I have a feeling this could combine really well with John Gustafson's posits. I partially bring this up because of the paper he wrote with Isaac Yonemoto, where the latter uses an 8-bit variant of the posit to create a cheap approximation of the sigmoid function for neural networks[0], but also because for posits one can tweak the number of fraction and exponent bits to suit the needs of the required dynamic range and accuracy.

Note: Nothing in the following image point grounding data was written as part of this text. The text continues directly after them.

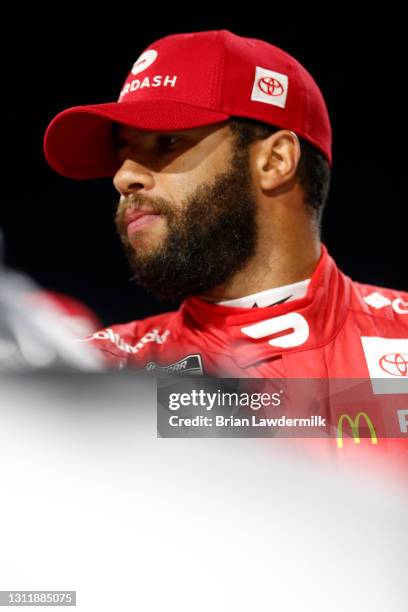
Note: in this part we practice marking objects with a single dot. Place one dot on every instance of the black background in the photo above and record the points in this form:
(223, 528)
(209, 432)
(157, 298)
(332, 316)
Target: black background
(61, 231)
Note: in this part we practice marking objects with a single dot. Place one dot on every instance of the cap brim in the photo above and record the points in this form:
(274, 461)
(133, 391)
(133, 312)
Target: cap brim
(78, 142)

[0] http://www.johngustafson.net/pdfs/BeatingFloatingPoint.pdf

dnautics · on March 10, 2018

The sigmoid approximation is nice, but not 100% necessary (I don't know the cost of doing sigmoid in GPU but I suspect the modern ones by nvidia probably have some way of doing it relatively fast) - note that sigmoid and tanh are still used in GRUs and LSTMs. And sigmoid, tanh, and their derivatives all have approximative shortcuts in posits.

There is a single critical step in training which I find gets stuck in early phases of learning due to accumulation issues (I solved it by expanding to 16 bits during this phase, which should be "on-chip"). It's nice to see another method to do the same! I suspect that batch normalization (which seems similar to what HALP is) after each step will also help.

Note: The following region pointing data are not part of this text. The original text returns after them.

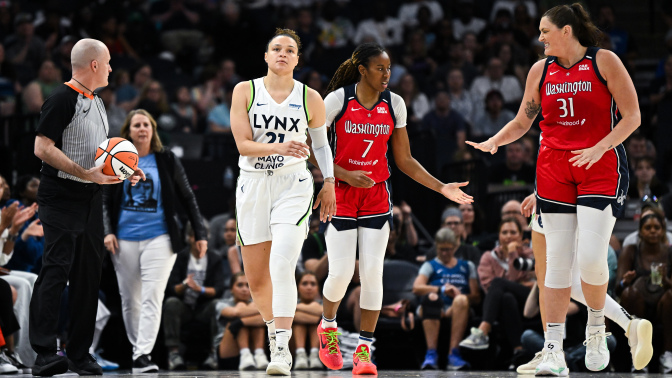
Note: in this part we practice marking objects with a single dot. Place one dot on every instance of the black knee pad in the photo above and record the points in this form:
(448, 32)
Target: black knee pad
(431, 309)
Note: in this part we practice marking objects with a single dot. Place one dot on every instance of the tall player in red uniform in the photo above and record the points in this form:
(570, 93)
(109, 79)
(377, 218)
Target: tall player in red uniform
(590, 107)
(363, 115)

vanderZwan · on March 10, 2018

Yes, while I haven't done anything with ML myself, I heard via the 3Blue1Brown video on Deep Learning[0] that the sigmoid function isn't really that used anymore. But I figured allowing that being able to tweak the dynamic range could make it a good fit for the rescaling and recentering approach.

You know what, I'll just go ahead and post a link to this article on the Unum google group, perhaps someone there can add some thoughts[1].

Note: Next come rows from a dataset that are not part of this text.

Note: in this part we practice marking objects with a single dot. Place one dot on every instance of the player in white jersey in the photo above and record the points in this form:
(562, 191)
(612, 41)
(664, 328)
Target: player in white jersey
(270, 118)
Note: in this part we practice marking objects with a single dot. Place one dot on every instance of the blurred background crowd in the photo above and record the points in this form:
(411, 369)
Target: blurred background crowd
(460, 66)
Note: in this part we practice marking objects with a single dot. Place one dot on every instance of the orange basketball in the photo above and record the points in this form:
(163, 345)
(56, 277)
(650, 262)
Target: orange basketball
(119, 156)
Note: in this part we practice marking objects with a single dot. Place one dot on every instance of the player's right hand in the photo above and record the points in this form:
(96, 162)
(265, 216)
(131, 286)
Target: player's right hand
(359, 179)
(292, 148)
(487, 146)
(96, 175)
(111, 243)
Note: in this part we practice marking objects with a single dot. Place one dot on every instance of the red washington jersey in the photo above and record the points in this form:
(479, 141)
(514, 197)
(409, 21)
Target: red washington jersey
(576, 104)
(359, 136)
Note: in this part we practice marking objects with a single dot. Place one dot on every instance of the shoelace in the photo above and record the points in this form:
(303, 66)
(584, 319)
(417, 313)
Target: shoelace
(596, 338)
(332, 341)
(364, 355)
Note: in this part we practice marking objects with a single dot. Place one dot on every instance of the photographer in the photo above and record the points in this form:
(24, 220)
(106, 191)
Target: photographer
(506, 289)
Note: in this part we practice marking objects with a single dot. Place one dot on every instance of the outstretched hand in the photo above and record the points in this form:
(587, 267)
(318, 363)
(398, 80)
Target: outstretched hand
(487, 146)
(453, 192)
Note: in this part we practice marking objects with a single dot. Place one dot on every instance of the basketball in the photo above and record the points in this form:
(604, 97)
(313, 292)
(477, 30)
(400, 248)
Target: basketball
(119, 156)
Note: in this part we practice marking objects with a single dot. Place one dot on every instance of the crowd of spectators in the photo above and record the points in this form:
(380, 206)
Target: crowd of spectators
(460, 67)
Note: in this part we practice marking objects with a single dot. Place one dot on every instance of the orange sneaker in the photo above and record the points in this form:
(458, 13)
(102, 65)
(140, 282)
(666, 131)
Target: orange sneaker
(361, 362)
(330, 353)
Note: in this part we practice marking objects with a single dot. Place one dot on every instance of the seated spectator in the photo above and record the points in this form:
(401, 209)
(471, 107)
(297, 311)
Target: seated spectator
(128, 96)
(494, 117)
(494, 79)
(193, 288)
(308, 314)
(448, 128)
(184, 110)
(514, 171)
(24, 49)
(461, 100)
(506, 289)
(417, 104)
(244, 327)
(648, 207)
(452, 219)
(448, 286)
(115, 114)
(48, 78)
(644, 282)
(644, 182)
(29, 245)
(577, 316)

[0] https://www.youtube.com/watch?v=aircAruvnKk&t=17m

[1]https://groups.google.com/forum/#!topic/unum-computing/RHrQU...

dnautics · on March 10, 2018

Sigmoid is indeed hardly used as layer-to-layer transfer functions.

But I gurantee you > 20% of the world is activating sigmoid functions in ML apps every day.

vanderZwan · on March 10, 2018

Ah, thank you for that correction. Guess the video was accidentally misleading (they technically didn't say anything about other ML approaches, but overgeneralising like I did isn't that big of a leap)

John_KZ · on March 11, 2018

My realization from this article is a worrying trend of developing AI ASICS behind closed doors and only using them internally in your own datacenters or renting them through an abstraction, as a service.

Given how it's 2018 and we still don't have a single FOSS mobile phone in production, it's very possible that this technology will never leave the thin-client model, and we'll never see a retail sale of (open/programmable) neuromorphic hardware.

deepnotderp · on March 9, 2018

Isn't this equivalent to changing the exponent bias? Like block floating point?

yorwba · on March 10, 2018

It's not just changing the exponent bias, but also adjusting the center of the representable range for gradients to be closer to the current value of the parameter (which is stored in full precision).

simonbyrne · on March 10, 2018

Looks similar, except they recenter as well.

p1esk · on March 11, 2018

Cifar10? Is this a joke? Where are results on ImageNet?

senatorobama · on March 9, 2018

So much great work being done in Stanford. Can't wait to see what the next generation of students are doing.